Tawk grew up, and still lives, in Bcharre, a town located in the mountains in the north of Lebanon. He is the youngest of five, and has two brothers and two sisters, who all ski, but not competitively.
This is how he describes his training.
“In the summer you spend a lot of time on roller skis, you run a lot of hours, you go hiking in the mountains at high altitude and when the winter comes you should ski two to three hours every day,” says Tawk.
The Lebanese teenager is going to university next year, where he plans on studying physical education.
“I would be happy working in that, it wouldn’t be like work for me, it would be a happy life,” he says.
Tawk hopes to continue pursuing skiing professionally, and has his eyes on the 2022 Olympics in Beijing. He says the Lebanese Ski Federation does all it can to help him (he particularly thanks the federation’s Remond Seccur for his support) but admits there is little support for the sport from the government.
“The culture of skiing in Lebanon is great but we need to work on it a lot more. If we want to have good results at the Olympics or other competitions, we should work a lot. But it’s possible because we have good people and strong people and we have the conditions for that,” states Tawk.
“Maybe we don’t have the materials, the coaches – we have coaches but they’re not Lebanese – and it’s expensive for Lebanese people to secure good coaches for their kids because foreign coaches cost a lot. And also we need support from our government, there isn’t enough support for us.”
He is coached by Aleksandar Milenkovic, a Serbian former biathlete, cyclist and cross-country skier who competed in both the Summer and Winter Olympics.
Does Tawk see a future for himself in the sport?
“Yes of course, as long as I have the time to train while working. In Lebanon we travel long distances, if you work in Beirut, it’s far from the snow and the mountains where I train. But I’ll do my best for this,” he assured.
Tawk credits scouting for his perseverance in such a tough sport.
“This is my 10th year in scouting and I learned a lot of things from it like how to control your life, how to take decisions, and be strong,” he explains.
In an ideal world, Tawk would be living and training in Europe, to advance to the level he hopes to compete at. But he says he lacks the funding to make such a big move.
For now, he is keeping his expectations in check regarding his participation in the Winter Olympics this month.

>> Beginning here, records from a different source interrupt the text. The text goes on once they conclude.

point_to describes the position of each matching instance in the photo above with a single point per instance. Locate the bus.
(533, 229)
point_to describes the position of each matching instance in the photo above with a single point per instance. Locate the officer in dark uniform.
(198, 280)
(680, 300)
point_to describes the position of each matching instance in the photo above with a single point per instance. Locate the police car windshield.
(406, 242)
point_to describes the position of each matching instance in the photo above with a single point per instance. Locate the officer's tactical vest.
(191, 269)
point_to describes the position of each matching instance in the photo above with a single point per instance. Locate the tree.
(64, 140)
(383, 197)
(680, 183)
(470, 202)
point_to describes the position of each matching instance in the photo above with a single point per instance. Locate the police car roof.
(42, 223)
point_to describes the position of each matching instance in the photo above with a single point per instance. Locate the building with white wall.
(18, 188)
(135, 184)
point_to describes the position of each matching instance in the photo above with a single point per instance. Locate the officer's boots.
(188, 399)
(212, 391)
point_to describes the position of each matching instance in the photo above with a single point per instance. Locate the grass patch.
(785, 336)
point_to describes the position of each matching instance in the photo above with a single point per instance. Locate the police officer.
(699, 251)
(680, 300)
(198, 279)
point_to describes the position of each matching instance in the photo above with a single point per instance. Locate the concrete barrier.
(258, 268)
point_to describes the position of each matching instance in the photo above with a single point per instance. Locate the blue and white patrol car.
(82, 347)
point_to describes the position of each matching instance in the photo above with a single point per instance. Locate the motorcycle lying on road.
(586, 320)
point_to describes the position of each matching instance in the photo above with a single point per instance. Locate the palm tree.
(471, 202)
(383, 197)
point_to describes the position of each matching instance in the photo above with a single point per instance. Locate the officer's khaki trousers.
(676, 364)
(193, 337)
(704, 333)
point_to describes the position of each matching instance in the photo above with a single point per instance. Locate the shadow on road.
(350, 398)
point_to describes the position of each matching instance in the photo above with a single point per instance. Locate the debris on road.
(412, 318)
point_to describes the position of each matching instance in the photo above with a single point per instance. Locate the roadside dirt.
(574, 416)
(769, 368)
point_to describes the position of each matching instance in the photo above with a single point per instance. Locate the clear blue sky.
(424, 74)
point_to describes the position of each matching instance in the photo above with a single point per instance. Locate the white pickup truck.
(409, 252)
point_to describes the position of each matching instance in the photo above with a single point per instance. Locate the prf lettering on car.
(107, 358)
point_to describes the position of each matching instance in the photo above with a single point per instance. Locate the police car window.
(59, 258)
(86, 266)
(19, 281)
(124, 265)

“In Korea there’s a high level, much higher than mine because they’ve been training for like 20 years while I’ve only done this for two. They have a lot of support, like every athlete in PyeongChang maybe they spend like half a million or one million dollars to train and travel. I’m a little bit far from this but I’m still too young,” he says.
“So maybe I hope for the next Olympics I’ll be in much better shape. But this one will be a good experience for me.
“Still I’m training a lot, I’m training like I’m going to win it, because I always think and train like that. After that, whatever comes, I’m satisfied because I know I trained my best.”
Are there any athletes he is keen to meet in PyeongChang?
“There are a lot of athletes like (French biathlete) Martin Fourcade, (Norwegian cross-country skier) Johannes Klaebo and (Italian cross-country skier) Federico Pellegrino. I would like to see how they perform live, maybe I’ll train with them on the same track, that would be a great feeling and a great honour for me,” he says.